Above: A photograph from Emwazi’s work identification card in Kuwait

In September 2009 he travelled to Kuwait to stay with family, and got a job at a Kuwaiti IT company. His former boss told Channel 4 News that Emwazi was “trustworthy, punctual and polite” but reluctant to talk about why he had moved from the UK to Kuwait.

The 21-year-old returned to the UK in April 2010. In emails he sent to Cage, Emwazi described how, by the end of the year, he believed security services were targeting him.

He complained about the way security services treated him when he arrived at Heathrow, and described his fears that he would not be allowed to return to Kuwait.

In 2012 Emwazi is understood to have taken a teaching English language course, before trying to return to Kuwait one final time.

In August 2013 his parents reported him missing from his home. Four months later police are reported to have told his family that they had information he had travelled to Syria.

The ‘executioner’

In Syria Emwazi is understood to have first joined the Muhajireen, or Migrants Brigade, which was led by Chechen fighter Abu Omar. It is a group that a number of British fighters have joined, including Ibrahim al-Mazwagi, the first British fighter to die in the Syrian conflict.
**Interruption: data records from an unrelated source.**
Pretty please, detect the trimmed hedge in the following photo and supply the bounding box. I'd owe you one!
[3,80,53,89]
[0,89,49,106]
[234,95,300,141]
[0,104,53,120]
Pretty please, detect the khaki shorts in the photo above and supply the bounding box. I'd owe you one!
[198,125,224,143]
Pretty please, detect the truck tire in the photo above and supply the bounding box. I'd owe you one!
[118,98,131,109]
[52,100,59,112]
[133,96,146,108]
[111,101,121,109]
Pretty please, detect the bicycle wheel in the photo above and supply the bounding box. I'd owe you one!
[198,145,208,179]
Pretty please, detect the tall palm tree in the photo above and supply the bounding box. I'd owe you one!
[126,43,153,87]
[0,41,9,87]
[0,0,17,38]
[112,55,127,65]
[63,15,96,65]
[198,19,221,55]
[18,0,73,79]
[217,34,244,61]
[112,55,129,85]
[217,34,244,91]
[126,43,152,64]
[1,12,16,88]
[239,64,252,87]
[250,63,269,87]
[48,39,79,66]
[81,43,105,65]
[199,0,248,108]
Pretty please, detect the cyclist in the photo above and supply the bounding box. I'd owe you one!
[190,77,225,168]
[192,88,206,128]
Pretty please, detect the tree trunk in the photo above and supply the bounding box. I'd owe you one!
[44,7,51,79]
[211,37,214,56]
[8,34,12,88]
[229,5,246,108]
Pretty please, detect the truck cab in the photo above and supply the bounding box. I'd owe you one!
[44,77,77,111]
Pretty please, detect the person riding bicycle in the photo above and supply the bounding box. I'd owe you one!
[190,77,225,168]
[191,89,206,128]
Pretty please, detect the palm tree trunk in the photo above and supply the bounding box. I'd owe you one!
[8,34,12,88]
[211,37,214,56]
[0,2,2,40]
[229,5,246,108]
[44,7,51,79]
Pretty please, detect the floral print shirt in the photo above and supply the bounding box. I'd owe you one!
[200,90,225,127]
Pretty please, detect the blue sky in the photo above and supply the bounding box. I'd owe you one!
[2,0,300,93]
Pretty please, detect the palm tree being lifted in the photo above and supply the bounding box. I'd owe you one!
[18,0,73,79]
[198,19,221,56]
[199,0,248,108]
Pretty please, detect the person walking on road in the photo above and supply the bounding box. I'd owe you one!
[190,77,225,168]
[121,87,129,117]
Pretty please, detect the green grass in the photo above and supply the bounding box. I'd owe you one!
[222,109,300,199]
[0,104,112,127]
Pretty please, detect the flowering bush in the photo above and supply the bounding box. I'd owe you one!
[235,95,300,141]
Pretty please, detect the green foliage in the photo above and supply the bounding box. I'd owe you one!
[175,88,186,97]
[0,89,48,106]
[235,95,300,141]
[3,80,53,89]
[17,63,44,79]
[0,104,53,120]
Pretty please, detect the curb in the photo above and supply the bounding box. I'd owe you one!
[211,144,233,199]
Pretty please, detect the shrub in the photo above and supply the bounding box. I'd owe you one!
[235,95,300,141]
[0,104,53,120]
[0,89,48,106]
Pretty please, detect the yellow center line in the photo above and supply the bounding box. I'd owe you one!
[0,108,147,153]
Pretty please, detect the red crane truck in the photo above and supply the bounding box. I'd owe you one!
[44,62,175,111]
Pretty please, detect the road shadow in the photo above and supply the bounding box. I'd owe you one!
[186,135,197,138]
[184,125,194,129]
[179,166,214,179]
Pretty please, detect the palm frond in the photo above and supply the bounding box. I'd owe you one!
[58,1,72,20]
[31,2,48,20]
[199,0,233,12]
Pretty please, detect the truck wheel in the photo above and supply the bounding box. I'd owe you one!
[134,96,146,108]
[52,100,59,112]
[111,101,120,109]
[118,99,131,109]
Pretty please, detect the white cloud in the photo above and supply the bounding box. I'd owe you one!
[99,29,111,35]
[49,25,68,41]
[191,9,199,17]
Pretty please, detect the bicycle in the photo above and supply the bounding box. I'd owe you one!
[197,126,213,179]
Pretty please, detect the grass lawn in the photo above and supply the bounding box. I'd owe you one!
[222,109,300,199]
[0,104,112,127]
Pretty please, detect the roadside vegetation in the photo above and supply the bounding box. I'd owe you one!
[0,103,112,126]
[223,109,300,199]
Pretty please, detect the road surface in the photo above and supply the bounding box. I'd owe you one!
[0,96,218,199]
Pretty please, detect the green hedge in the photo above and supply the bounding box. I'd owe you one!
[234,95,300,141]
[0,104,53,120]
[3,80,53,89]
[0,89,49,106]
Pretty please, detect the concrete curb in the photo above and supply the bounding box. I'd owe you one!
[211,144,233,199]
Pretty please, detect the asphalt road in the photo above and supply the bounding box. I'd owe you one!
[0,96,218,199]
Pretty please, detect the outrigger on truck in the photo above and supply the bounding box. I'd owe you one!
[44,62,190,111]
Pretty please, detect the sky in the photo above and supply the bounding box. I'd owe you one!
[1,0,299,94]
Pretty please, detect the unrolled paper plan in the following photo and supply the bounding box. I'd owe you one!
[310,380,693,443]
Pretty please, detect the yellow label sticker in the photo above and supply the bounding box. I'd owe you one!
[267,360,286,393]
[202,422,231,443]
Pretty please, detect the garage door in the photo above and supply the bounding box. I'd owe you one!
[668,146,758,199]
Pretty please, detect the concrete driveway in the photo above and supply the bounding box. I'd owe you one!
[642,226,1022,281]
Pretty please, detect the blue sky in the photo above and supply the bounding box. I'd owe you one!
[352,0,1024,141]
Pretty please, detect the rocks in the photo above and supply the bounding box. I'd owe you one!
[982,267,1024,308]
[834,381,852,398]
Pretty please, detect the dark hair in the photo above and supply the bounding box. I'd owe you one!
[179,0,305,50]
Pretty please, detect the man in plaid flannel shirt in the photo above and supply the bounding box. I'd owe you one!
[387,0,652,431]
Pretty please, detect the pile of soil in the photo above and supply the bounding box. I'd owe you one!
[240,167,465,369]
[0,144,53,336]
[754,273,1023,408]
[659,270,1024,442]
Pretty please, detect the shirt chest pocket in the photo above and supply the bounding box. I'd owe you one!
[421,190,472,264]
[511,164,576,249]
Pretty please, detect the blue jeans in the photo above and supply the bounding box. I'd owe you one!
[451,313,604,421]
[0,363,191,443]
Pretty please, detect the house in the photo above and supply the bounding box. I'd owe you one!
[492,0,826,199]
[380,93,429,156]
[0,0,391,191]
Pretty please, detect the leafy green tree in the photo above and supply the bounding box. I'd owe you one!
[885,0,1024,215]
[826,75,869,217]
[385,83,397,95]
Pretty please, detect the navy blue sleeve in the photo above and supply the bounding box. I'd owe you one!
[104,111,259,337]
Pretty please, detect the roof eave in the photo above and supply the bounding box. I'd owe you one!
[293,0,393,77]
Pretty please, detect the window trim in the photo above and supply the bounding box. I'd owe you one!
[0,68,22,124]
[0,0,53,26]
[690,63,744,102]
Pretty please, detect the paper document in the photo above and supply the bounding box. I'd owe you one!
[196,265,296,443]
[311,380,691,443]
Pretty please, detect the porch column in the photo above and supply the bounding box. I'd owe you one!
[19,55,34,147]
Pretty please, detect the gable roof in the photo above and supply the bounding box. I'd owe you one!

Mohammed Emwazi as Jihadi John

Above: Emwazi as Islamic State executioner ‘Jihadi John’

He then went on to join the al-Qaeda affiliate al-Nusrah, and then the Islamic State group.

A source who spent time with Emwazi in Syria described him to Channel 4 News as personable and humorous on occasion, but also someone who was keen that fighters be portrayed by the media as people to be feared.

He was said to be an enthusiastic video games player and martial arts enthusiast.

The source also recounted an occasion when Emwazi, as one of the best Arabic speakers in the migrants brigade, led the interrogation of a man who was questioned and then badly beaten.

Emwazi first appeared as “Jihadi John” in a video posted by the Islamic State group in August 2014 in which the US journalist John Foley was beheaded.